Schädliche Neigungen
Zeigt der Täter, dass er durch die Sozialisationsmängel (Anlage- bzw. Erziehungsmängel) weiterhin Straftaten von erheblichem Gewicht begehen wird, so können nach Gesamtabwägung zwischen der Biographie des Täters, der aktuellen Lebensumstände und des tatbegleitenden Verhaltens schädliche Neigungen festgestellt werden, die eine Jugendstrafe begründen könnten. Bei der Feststellung erforderlich ist ein Bericht der Jugendgerichtshilfe, die während des Verfahrens mit dem Beschuldigten Kontakt aufnimmt und die Ergebnisse im Jugendgerichtshilfebericht festhält.
Bewährung
Kann zum Zeitpunkt des Urteils nicht mit der erforderlichen Sicherheit festgestellt werden, ob schädliche Neigungen vorliegen, so kann das Jugendgericht die Entscheidung über die Verhängung der Jugendstrafe nach § 27 JGG zur Bewährung aussetzen. Im Übrigen besteht - wie bei der Freiheitsstrafe - auch die Möglichkeit, bei günstiger Sozialprognose die Vollstreckung der Jugendstrafe ganz oder nach Verbüßung eines Teils zur Bewährung auszusetzen.
Reformbewegungen
Angesichts der durch die Boulevardpresse kolportierten Einzelfälle wurde Ende 2003 von mehreren Seiten die Erhöhung der Maximaldauer der Jugendstrafe auf fünfzehn Jahre gefordert. Dies wurde jedoch durch die Fachwelt fast einhellig abgelehnt, da der Zweck des Jugendstrafrechts damit nicht getroffen werde, die Anwendung der Jugendstrafe von einer Dauer mit mehr als sieben Jahren bundesweit unterhalb des Promillebereichs aller Verurteilten liegt und eher durch vernünftige Integrations- und Sozialpolitik die Kriminalität besser bekämpft als durch hohe Strafen abgeschreckt würde. Die Überbelegung in den Jugendanstalten würde durch höhere Strafen noch verschärft werden. Im übrigen könne die Strafdauer über fünf Jahren nur noch den Zweck der Vergeltung von Schuld erfüllen.
Der Jugendstrafvollzug ist nach Darstellung der Deutschen Vereinigung für Jugendgerichte und Jugendgerichtshilfe (DVJJ) durch deren Betreiben auf die Gesetzesagenda der politischen Parteien gekommen.
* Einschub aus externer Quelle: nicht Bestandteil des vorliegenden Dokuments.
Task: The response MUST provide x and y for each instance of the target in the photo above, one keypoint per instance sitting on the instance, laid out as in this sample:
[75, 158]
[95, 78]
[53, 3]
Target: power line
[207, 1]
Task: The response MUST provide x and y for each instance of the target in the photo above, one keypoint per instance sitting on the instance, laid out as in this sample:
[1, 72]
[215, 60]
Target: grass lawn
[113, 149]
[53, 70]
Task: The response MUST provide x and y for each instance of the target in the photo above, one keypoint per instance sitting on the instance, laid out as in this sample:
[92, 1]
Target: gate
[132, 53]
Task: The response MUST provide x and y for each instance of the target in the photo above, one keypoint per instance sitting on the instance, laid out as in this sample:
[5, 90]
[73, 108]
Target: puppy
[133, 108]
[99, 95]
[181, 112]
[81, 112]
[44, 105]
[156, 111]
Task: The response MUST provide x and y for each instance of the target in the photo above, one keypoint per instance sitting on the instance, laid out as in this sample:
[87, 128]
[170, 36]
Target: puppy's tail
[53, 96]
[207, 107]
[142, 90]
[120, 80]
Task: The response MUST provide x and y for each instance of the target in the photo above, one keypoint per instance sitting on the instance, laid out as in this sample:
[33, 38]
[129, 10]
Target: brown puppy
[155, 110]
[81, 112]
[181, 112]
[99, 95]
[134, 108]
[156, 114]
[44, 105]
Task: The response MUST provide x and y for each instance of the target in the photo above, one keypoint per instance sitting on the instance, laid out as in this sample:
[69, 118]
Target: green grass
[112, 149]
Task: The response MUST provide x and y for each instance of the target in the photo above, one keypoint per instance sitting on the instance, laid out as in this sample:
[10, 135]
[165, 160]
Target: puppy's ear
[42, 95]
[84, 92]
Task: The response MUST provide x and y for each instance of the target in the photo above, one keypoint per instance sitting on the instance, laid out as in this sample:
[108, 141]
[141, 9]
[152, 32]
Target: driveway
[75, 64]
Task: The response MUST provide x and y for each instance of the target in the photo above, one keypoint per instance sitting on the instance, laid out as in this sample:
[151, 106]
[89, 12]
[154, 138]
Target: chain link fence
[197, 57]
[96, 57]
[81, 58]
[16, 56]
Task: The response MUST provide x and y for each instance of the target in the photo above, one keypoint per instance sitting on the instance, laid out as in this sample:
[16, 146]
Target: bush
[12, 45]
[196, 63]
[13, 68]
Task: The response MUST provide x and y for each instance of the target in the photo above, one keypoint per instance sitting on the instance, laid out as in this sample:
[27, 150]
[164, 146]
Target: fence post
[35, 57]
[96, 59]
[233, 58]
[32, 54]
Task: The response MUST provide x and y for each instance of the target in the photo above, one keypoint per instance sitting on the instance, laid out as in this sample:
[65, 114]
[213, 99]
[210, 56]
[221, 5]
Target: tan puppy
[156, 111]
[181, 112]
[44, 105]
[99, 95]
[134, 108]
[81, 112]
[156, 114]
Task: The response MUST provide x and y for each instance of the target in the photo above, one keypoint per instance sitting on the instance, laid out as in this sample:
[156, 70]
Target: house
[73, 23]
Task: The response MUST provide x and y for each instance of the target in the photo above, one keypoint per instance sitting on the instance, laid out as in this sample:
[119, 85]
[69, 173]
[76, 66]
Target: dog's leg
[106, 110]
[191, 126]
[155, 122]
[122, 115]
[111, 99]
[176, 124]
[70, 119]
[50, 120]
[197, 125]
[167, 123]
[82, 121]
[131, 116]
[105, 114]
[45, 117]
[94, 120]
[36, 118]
Das JGG besteht seit 80 Jahren, hat aber den Jugendstrafvollzug nur im Ansatz geregelt. Weitere Vorschriften wurden bis 2008 noch durch das Strafvollzugsgesetz (StvollzG) gestellt. Mehrere konkrete Normenkontrollen vor dem Bundesverfassungsgericht zur Situation des Jugendstrafvollzugs wurden als unzulässig abgewiesen. Dennoch sah die herrschende juristische Meinung die ("gesetzlose") Situation damals als verfassungswidrig an.
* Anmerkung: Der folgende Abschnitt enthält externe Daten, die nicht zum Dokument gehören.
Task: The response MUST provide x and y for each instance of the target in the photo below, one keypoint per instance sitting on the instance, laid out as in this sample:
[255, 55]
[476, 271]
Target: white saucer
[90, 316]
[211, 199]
Das Bundesverfassungsgericht hat diese Auffassung in seinem Urteil 2 BvR 1673/04, 2 BvR 2402/04 vom 31. Mai 2006 bestätigt. Es verlangt eine gesetzliche Regelung für den Jugendstrafvollzug, die auf die besonderen Anforderungen des Strafvollzuges an Jugendlichen zugeschnitten ist. Das Gericht räumt dem Gesetzgeber eine Übergangsfrist bis zum Ablauf des Jahres 2007 ein, um eine solche gesetzliche Regelung zu schaffen. Innerhalb dieser begrenzten Übergangszeit bis zum Inkrafttreten der erforderlichen gesetzlichen Regelungen mussten eingreifende Maßnahmen im Jugendstrafvollzug jedoch hingenommen werden, soweit sie zur Aufrechterhaltung eines geordneten Vollzuges unerlässlich war.
Siehe auch
Weblinks und Literatur
- Thomas Brand, Petra Held: Abschlussbericht zu der wissenschaftlichen Begleitung des Projekts „Aufwind –vernetzte Integrationshilfen für Aussiedler in der Justizvollzugsanstalt Heinsberg vor und nach der Entlassung“ 2005.
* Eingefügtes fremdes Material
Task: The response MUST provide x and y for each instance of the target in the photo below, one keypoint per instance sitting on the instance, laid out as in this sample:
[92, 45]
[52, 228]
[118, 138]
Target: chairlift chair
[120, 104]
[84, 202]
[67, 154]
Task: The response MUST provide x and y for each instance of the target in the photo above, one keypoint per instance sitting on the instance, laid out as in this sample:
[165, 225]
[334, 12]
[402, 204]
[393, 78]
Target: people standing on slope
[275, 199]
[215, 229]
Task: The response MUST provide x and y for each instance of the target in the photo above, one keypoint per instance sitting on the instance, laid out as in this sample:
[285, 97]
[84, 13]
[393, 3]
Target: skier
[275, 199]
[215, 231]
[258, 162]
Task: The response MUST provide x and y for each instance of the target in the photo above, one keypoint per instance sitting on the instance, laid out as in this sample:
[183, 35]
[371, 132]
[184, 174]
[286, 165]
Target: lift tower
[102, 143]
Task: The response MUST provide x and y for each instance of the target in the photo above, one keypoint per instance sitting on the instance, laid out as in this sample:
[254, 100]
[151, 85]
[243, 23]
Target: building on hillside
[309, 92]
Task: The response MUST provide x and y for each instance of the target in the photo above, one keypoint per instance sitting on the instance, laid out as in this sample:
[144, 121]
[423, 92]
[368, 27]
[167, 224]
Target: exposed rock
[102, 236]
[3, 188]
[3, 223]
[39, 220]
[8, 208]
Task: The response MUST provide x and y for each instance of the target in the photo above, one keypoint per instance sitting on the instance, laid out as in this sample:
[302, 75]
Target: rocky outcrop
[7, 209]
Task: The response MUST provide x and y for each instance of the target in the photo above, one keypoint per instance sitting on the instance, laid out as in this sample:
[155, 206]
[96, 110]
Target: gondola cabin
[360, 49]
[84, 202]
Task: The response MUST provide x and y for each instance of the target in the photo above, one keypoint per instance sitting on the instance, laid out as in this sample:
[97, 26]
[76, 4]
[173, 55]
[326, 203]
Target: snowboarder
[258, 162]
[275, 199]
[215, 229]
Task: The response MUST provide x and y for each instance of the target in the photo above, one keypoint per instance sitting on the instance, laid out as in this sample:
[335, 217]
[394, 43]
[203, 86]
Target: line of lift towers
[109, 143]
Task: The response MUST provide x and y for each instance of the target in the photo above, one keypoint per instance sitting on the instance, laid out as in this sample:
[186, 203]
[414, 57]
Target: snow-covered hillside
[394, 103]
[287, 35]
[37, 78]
- Jugendstrafvollzug und Rückfälligkeit - ein Interview mit Dr. Philipp Walkenhorst (Dortmund 3. Juni 2004)
- Eindruck vom Jugendstrafvollzug gewinnen in der Jugend-JVA Adelsheim - Artikel Fränkische Nachrichten vom 30. Juli 2001
- Kerstin Reich: Sind ausländische Jugendliche krimineller? Kriminalität von Jugendlichen mit Migrationshintergrund. In: Zeitschrift Sicherheit und Kriminalität - Heft 1/ 2003. Hrsg.: Landeszentrale für politische Bildung Baden-Württemberg (LpB Ba-Wü).
- BVerfG: Urteil 2 BvR 1673/04, 2 BvR 2402/04 vom 31. Mai 2006 zur Verfassungsmäßigkeit des Jugendstrafvollzugs
- Rückfalluntersuchung Rheinland-Pfalz (PDF-Datei; 227 kB)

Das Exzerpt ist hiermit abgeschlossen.